Perception-Aware Video Semantic Communication
For real-time wireless video transmission, PVSC offers a practical solution that significantly reduces bandwidth while maintaining perceptual quality, addressing the limitations of conventional and learned codecs.
PVSC is a perception-aware video semantic communication framework that eliminates explicit motion-vector transmission and uses spatio-temporal feature coding for compact, channel-robust symbol streams. It achieves up to 75% and 87% bandwidth savings over VTM+5G LDPC at comparable LPIPS and DISTS, respectively, while enabling real-time inference on a single RTX 4090 GPU.
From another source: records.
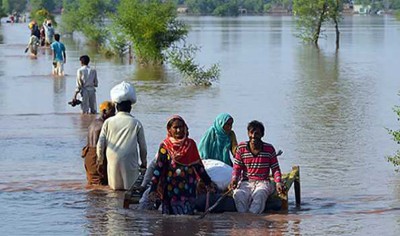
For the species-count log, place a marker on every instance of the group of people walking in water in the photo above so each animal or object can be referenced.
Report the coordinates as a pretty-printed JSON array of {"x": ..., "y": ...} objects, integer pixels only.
[
  {"x": 116, "y": 145},
  {"x": 116, "y": 142},
  {"x": 45, "y": 36}
]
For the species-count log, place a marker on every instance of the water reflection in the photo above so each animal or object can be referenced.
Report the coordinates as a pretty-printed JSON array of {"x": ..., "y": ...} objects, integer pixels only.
[{"x": 60, "y": 96}]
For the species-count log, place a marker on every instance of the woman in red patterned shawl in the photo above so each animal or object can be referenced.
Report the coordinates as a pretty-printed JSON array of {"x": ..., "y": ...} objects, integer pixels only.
[{"x": 178, "y": 167}]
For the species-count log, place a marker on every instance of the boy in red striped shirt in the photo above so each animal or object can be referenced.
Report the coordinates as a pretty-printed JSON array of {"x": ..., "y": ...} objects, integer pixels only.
[{"x": 250, "y": 177}]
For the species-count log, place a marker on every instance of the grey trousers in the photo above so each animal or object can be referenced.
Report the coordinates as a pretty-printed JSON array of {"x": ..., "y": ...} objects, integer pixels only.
[
  {"x": 251, "y": 196},
  {"x": 88, "y": 101}
]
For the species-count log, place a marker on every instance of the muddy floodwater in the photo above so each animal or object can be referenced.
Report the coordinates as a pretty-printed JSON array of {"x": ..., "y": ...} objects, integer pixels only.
[{"x": 326, "y": 110}]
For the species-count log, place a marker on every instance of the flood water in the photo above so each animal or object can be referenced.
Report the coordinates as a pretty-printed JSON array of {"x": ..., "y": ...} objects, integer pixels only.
[{"x": 326, "y": 110}]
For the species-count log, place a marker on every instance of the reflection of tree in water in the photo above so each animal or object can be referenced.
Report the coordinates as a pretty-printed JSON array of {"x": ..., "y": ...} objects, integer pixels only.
[
  {"x": 59, "y": 93},
  {"x": 329, "y": 113},
  {"x": 274, "y": 225}
]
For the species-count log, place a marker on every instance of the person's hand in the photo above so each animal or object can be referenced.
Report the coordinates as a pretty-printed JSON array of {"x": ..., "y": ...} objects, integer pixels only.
[
  {"x": 142, "y": 189},
  {"x": 211, "y": 188},
  {"x": 280, "y": 188},
  {"x": 233, "y": 184},
  {"x": 100, "y": 170},
  {"x": 153, "y": 196}
]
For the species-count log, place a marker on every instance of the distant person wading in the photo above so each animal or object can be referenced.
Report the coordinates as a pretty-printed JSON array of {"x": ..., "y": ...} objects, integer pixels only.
[{"x": 86, "y": 84}]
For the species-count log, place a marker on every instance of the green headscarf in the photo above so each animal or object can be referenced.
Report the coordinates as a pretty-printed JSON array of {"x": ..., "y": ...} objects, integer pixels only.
[{"x": 216, "y": 143}]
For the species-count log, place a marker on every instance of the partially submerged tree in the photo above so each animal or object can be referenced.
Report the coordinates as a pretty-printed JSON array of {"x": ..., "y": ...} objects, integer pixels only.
[
  {"x": 87, "y": 17},
  {"x": 42, "y": 14},
  {"x": 151, "y": 26},
  {"x": 395, "y": 159},
  {"x": 182, "y": 58},
  {"x": 312, "y": 14}
]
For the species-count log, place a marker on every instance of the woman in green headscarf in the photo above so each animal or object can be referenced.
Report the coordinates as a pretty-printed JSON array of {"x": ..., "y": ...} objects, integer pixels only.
[{"x": 219, "y": 140}]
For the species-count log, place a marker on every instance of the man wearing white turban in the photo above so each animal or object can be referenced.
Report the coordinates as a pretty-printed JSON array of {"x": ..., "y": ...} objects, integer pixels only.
[{"x": 120, "y": 138}]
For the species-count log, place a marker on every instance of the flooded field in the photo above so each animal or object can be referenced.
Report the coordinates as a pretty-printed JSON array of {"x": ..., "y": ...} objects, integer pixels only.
[{"x": 327, "y": 111}]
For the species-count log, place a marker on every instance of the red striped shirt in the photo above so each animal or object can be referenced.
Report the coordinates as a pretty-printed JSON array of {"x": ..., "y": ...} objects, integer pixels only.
[{"x": 247, "y": 166}]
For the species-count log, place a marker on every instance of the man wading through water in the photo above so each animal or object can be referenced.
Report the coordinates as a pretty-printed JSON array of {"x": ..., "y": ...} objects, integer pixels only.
[{"x": 96, "y": 174}]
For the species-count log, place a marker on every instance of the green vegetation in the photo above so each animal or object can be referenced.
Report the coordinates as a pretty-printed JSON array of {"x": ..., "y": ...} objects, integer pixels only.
[
  {"x": 2, "y": 11},
  {"x": 395, "y": 159},
  {"x": 182, "y": 58},
  {"x": 11, "y": 6},
  {"x": 87, "y": 17},
  {"x": 151, "y": 26},
  {"x": 42, "y": 14},
  {"x": 48, "y": 5},
  {"x": 312, "y": 14}
]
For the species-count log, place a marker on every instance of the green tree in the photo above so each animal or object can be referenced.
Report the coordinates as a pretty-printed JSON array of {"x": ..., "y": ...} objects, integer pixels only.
[
  {"x": 36, "y": 5},
  {"x": 182, "y": 58},
  {"x": 42, "y": 14},
  {"x": 227, "y": 8},
  {"x": 2, "y": 12},
  {"x": 11, "y": 6},
  {"x": 87, "y": 17},
  {"x": 395, "y": 159},
  {"x": 151, "y": 26},
  {"x": 312, "y": 14}
]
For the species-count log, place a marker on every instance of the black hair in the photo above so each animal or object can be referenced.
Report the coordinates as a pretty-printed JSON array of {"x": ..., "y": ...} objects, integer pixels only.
[
  {"x": 57, "y": 37},
  {"x": 125, "y": 106},
  {"x": 256, "y": 125},
  {"x": 171, "y": 121},
  {"x": 85, "y": 59}
]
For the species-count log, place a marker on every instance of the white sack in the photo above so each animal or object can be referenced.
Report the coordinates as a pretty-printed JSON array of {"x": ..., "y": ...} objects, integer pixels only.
[
  {"x": 123, "y": 92},
  {"x": 219, "y": 172}
]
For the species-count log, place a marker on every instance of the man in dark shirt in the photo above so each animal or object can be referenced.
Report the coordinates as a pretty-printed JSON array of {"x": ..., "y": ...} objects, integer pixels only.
[{"x": 96, "y": 174}]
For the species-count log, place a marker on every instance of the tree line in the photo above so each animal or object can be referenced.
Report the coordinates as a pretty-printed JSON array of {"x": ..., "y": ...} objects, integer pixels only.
[{"x": 156, "y": 35}]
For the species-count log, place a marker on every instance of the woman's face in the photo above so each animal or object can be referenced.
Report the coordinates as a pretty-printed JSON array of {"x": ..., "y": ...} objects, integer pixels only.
[
  {"x": 177, "y": 129},
  {"x": 228, "y": 125}
]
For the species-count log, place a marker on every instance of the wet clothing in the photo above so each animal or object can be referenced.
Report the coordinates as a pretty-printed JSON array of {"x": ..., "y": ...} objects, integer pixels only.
[
  {"x": 49, "y": 33},
  {"x": 58, "y": 51},
  {"x": 253, "y": 173},
  {"x": 89, "y": 153},
  {"x": 58, "y": 57},
  {"x": 251, "y": 196},
  {"x": 175, "y": 178},
  {"x": 35, "y": 30},
  {"x": 33, "y": 44},
  {"x": 216, "y": 143},
  {"x": 255, "y": 167},
  {"x": 120, "y": 138},
  {"x": 86, "y": 83},
  {"x": 93, "y": 175}
]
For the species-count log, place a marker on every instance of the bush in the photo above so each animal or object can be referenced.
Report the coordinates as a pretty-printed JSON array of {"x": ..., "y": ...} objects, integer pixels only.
[
  {"x": 183, "y": 60},
  {"x": 395, "y": 159}
]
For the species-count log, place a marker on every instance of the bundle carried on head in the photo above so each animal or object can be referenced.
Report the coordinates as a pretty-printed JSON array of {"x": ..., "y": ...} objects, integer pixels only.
[{"x": 123, "y": 91}]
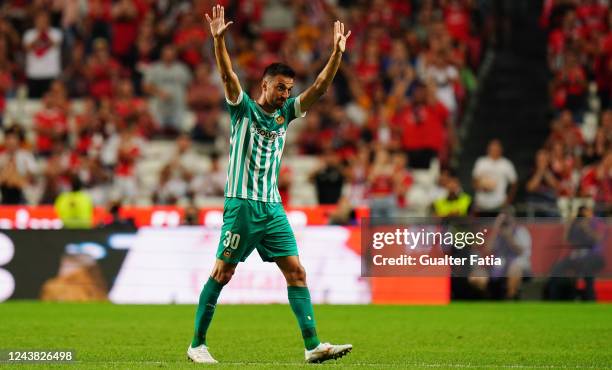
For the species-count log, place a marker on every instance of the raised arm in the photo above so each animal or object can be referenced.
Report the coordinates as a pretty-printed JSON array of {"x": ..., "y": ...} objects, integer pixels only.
[
  {"x": 325, "y": 78},
  {"x": 231, "y": 85}
]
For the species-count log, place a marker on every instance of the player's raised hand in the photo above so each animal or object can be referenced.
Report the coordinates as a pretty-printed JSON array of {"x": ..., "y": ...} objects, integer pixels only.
[
  {"x": 339, "y": 36},
  {"x": 217, "y": 23}
]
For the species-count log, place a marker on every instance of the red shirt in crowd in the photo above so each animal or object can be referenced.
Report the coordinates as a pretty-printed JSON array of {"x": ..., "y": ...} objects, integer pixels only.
[
  {"x": 423, "y": 127},
  {"x": 457, "y": 21},
  {"x": 101, "y": 77},
  {"x": 125, "y": 31},
  {"x": 190, "y": 40},
  {"x": 597, "y": 186},
  {"x": 49, "y": 123}
]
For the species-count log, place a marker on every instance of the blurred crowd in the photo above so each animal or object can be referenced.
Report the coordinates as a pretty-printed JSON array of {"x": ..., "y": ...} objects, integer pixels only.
[
  {"x": 113, "y": 75},
  {"x": 576, "y": 159}
]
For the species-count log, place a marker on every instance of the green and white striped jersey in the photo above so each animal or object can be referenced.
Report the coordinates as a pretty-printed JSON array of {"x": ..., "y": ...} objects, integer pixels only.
[{"x": 257, "y": 140}]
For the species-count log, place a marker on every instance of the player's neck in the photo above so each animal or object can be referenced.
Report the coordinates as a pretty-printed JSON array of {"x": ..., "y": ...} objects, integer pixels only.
[{"x": 261, "y": 101}]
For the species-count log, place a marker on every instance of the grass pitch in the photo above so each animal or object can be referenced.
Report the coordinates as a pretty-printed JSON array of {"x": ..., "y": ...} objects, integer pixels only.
[{"x": 461, "y": 335}]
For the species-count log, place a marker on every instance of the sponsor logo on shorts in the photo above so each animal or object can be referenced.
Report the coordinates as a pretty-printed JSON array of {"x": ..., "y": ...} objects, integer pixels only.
[{"x": 270, "y": 135}]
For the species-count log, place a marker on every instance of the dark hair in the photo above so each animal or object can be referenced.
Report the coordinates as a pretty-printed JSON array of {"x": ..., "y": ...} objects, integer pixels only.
[
  {"x": 16, "y": 130},
  {"x": 276, "y": 69}
]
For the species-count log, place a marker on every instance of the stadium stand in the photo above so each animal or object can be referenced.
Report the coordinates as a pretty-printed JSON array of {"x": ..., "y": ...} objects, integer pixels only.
[{"x": 94, "y": 109}]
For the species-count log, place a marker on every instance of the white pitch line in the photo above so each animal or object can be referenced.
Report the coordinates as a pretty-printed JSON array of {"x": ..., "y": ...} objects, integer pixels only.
[{"x": 358, "y": 364}]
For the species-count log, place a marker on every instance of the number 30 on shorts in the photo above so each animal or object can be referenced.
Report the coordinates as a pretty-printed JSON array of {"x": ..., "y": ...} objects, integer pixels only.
[{"x": 231, "y": 240}]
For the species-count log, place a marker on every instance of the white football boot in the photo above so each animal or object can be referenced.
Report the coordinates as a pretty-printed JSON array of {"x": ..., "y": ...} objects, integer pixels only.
[
  {"x": 200, "y": 355},
  {"x": 326, "y": 351}
]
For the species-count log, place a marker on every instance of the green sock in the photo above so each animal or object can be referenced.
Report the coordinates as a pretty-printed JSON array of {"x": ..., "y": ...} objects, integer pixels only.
[
  {"x": 206, "y": 310},
  {"x": 299, "y": 299}
]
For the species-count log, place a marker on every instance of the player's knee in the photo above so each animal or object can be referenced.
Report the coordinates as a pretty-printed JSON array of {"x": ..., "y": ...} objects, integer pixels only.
[
  {"x": 296, "y": 274},
  {"x": 223, "y": 275}
]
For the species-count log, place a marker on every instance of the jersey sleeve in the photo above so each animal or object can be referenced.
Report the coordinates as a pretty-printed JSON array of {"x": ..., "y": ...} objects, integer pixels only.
[
  {"x": 293, "y": 109},
  {"x": 237, "y": 109}
]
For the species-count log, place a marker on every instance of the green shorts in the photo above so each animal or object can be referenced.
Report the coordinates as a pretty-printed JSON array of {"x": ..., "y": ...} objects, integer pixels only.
[{"x": 250, "y": 224}]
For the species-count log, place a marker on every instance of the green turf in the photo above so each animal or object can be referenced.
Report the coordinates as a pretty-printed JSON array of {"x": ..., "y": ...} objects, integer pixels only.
[{"x": 471, "y": 335}]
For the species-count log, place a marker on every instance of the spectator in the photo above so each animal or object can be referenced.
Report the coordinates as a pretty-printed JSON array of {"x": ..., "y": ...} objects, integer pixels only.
[
  {"x": 118, "y": 221},
  {"x": 75, "y": 207},
  {"x": 166, "y": 82},
  {"x": 127, "y": 106},
  {"x": 51, "y": 124},
  {"x": 6, "y": 77},
  {"x": 121, "y": 152},
  {"x": 456, "y": 203},
  {"x": 511, "y": 242},
  {"x": 56, "y": 174},
  {"x": 495, "y": 181},
  {"x": 75, "y": 75},
  {"x": 596, "y": 183},
  {"x": 212, "y": 182},
  {"x": 328, "y": 179},
  {"x": 189, "y": 39},
  {"x": 542, "y": 188},
  {"x": 102, "y": 71},
  {"x": 382, "y": 189},
  {"x": 204, "y": 99},
  {"x": 126, "y": 16},
  {"x": 43, "y": 58},
  {"x": 176, "y": 175},
  {"x": 17, "y": 167},
  {"x": 585, "y": 235}
]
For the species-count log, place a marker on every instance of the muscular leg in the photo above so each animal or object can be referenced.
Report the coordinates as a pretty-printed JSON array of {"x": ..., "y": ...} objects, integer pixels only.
[
  {"x": 299, "y": 298},
  {"x": 221, "y": 275}
]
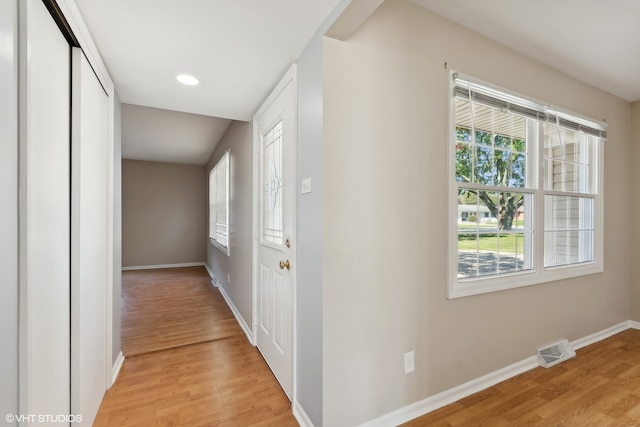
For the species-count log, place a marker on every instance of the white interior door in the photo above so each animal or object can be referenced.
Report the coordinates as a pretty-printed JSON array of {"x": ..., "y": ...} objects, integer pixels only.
[
  {"x": 89, "y": 210},
  {"x": 44, "y": 214},
  {"x": 274, "y": 272}
]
Ultra-high-resolution streaming and emerging immersive services are driving rapidly increasing wireless video traffic. However, perceptually pleasing video transmission over bandwidth-limited and latency-constrained wireless links remains challenging for conventional separated source-channel systems, which primarily target bit-level reliability and often suffer performance degradation under short-blocklength transmission. In addition, pixel-level distortion optimization does not necessarily align with human perception, while existing learned video codecs may incur high complexity and raise deployment issues. This paper proposes PVSC, a perception-aware video semantic communication framework for real-time wireless video transmission. PVSC eliminates explicit motion-vector transmission and exploits spatio-temporal feature coding to generate compact and channel-robust symbol streams. It also specifies side-information formatting, reference-buffer management, and lightweight rate control, enabling stable receiver-side reconstruction and bandwidth-adaptive inference with a single model. Extensive experiments demonstrate that PVSC achieves superior performance across diverse datasets, resolutions, GOP configurations, and channel conditions. Compared with the engineered ``VTM + 5G LDPC'' baseline, PVSC saves up to about 75% and 87% bandwidth at comparable LPIPS and DISTS, respectively, while enabling real-time inference on a single NVIDIA RTX 4090 GPU.